Ed Johnson, who is representing the homeless residents and serves as director of litigation at the Oregon Law Center, said the 9th Circuit’s ruling is consistent with Supreme Court precedent.

“This case is not about a city’s ability to regulate or prohibit encampments. That has always been permissible, is explicitly allowed under the Ninth Circuit’s ruling, and is not at issue here,” he said in a statement. “Nevertheless, some politicians and others are cynically and falsely blaming the judiciary for the homelessness crisis to distract the public and deflect blame for years of failed policies.”

Johnson added that the Constitution “does not allow cities to punish people for having an involuntary status, including the status of being involuntarily homeless.”

The 9th Circuit’s ruling applies to the states within its jurisdiction, including California and Arizona. Top officials from those states, including California Gov. Gavin Newsom, and major cities including Phoenix, San Francisco and Los Angeles, urged the Supreme Court to step in.
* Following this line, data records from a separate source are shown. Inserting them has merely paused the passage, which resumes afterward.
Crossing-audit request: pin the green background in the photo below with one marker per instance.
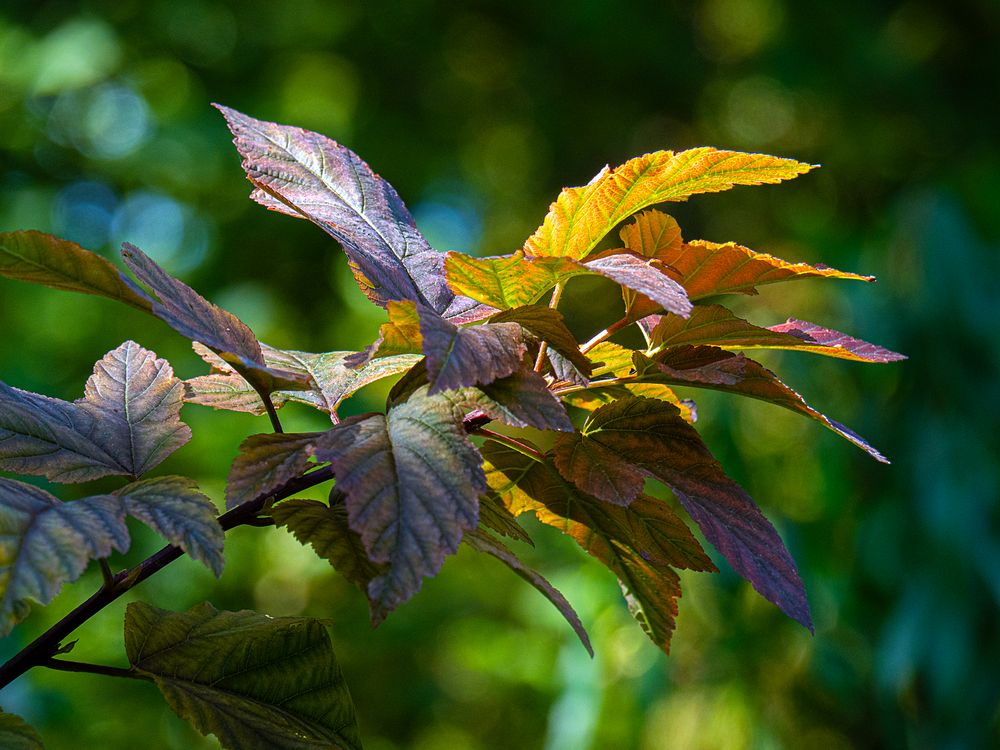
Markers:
(479, 113)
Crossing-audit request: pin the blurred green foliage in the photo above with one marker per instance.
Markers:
(478, 113)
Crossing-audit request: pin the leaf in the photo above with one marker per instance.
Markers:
(548, 325)
(45, 543)
(483, 542)
(173, 507)
(580, 217)
(494, 515)
(137, 400)
(61, 264)
(252, 680)
(646, 277)
(520, 400)
(17, 734)
(265, 463)
(191, 315)
(325, 528)
(224, 388)
(640, 544)
(301, 173)
(716, 325)
(707, 268)
(127, 423)
(650, 435)
(412, 480)
(459, 357)
(399, 335)
(711, 367)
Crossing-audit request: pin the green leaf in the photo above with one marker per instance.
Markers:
(127, 422)
(45, 543)
(520, 400)
(173, 507)
(483, 542)
(17, 734)
(716, 325)
(640, 544)
(651, 436)
(580, 217)
(711, 367)
(254, 681)
(412, 480)
(191, 315)
(61, 264)
(265, 463)
(325, 528)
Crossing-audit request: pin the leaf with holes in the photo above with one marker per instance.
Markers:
(249, 679)
(45, 543)
(174, 508)
(412, 480)
(580, 217)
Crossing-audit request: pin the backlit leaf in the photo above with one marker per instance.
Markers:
(61, 264)
(173, 507)
(265, 463)
(252, 680)
(651, 436)
(580, 217)
(127, 422)
(45, 543)
(548, 325)
(711, 367)
(17, 734)
(520, 400)
(325, 528)
(483, 542)
(412, 480)
(459, 357)
(708, 268)
(301, 173)
(191, 315)
(640, 544)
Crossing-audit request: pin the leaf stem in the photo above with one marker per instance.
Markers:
(607, 333)
(67, 665)
(514, 443)
(553, 304)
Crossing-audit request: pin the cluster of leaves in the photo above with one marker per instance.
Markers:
(471, 341)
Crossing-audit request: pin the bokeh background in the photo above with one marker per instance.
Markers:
(478, 113)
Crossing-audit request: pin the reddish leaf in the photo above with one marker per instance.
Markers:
(126, 424)
(483, 542)
(301, 173)
(412, 480)
(582, 216)
(191, 315)
(61, 264)
(711, 367)
(325, 528)
(459, 357)
(716, 325)
(650, 435)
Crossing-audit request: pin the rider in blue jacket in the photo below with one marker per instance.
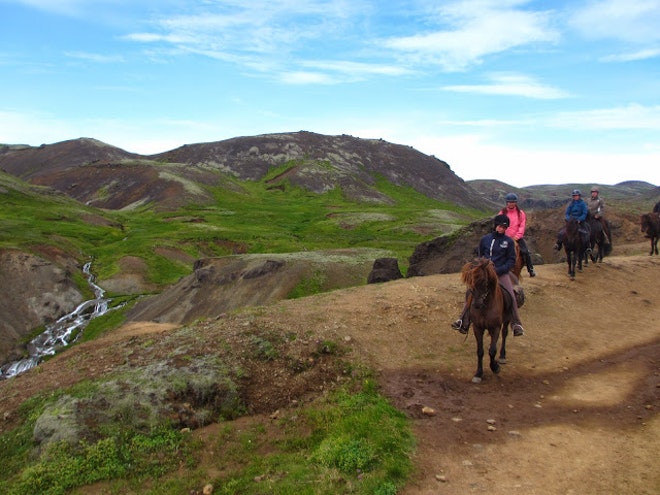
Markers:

“San Francisco uses enforcement of its laws prohibiting camping and sleeping at designated times and in certain (but by no means all) public spaces as a tool to encourage individuals experiencing homelessness to accept services and to help ensure safe and accessible sidewalks and public spaces,” lawyers representing the City and County of San Francisco told the court in a filing. “By restricting San Francisco from enforcing its laws that preserve public spaces for the use of all City residents, the district court has made it more difficult to provide services to persons experiencing homelessness.”